In coming months look for the following wines in the U.S. The notes are based on tasting at the cellars in Gevrey-Chambertin in October, 2016:


2014 Sylvie Esmonin, Gevrey-Chambertin “Vieilles Vignes”:   Spicy dark fruit aromas, concentrated, juicy red and dark fruit, very fresh, firm tannins. Very agreeable but will require minimum of five years cellar aging.
2014 Sylvie Esmonin, Gevrey-Chambertin, Clos Saint-Jacques 1er cru: Very fresh red fruit aromas with a touch of exotic black liquorices. Full, concentrated ripe fruit. Terrific freshness. Fine, firm tannins, Beautifully balanced. Should age gracefully for 10 to 15 years easily.


2015 Sylvie Esmonin, Bourgogne Rouge “Cuvée Sylvie”: Ripe red fruit and floral notes. Perfectly balanced and ripe. Light concentration but fresh and delicious. Made from 100% destemmed fruit. Will drink well now and over the next five years or so.
2015 Sylvie Esmonin, Côte de NuitsVillages: Made from vines in nearby Brochon. Black fruit and spice aromas. Dark red fruit on the palate. Good freshness and firm. persistent tannins. Made partially with whole bunches. Needs a few years of cellar aging to resolve completely.

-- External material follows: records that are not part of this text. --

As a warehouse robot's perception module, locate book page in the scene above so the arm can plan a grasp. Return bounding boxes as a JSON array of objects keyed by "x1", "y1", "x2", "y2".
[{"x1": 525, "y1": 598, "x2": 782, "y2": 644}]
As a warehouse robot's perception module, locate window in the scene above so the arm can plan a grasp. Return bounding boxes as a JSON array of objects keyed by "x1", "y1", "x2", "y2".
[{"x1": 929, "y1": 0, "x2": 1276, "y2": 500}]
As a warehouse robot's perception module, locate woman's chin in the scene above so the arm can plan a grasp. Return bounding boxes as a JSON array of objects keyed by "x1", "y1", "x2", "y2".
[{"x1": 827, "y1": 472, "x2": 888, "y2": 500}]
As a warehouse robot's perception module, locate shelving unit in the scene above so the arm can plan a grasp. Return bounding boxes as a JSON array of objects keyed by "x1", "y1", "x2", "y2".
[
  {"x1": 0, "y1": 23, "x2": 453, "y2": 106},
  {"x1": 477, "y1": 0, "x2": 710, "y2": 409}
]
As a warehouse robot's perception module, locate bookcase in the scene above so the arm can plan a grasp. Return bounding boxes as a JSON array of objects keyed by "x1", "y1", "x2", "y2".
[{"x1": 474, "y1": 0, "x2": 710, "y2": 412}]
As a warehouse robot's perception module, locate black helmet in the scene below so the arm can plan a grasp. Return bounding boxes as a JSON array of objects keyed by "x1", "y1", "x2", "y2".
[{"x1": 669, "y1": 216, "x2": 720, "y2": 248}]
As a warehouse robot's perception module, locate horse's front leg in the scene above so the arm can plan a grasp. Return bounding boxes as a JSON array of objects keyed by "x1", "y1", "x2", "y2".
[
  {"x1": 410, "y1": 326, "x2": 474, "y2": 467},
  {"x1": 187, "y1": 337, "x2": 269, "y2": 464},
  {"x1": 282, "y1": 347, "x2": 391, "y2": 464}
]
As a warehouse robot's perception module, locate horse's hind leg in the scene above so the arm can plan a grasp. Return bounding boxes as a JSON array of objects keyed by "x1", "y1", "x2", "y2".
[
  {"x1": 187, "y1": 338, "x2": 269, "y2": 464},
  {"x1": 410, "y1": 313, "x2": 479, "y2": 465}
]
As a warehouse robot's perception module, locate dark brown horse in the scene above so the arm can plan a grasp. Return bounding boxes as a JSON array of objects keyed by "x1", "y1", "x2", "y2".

2015 Sylvie Esmonin, Gevrey-Chambertin: Clean, pure red fruit aromas with direct appeal. Appealing, pure ripe red fruit on the palate with moderate concentration. Lovely freshness and energy with smooth, elegant tannins. Long finish.Terrific wine that will age nicely.
2015 Sylvie Esmonin, Gevrey-Chambertin, Clos Saint-Jacques 1er cru: A big, rich wine packed with enticing dark raspberry fruit and spice aromas. Rich, concentrated flavors balanced with terrific energy and fine tannins. Terrific refinement. A wine of purity and pleasure meant for long aging.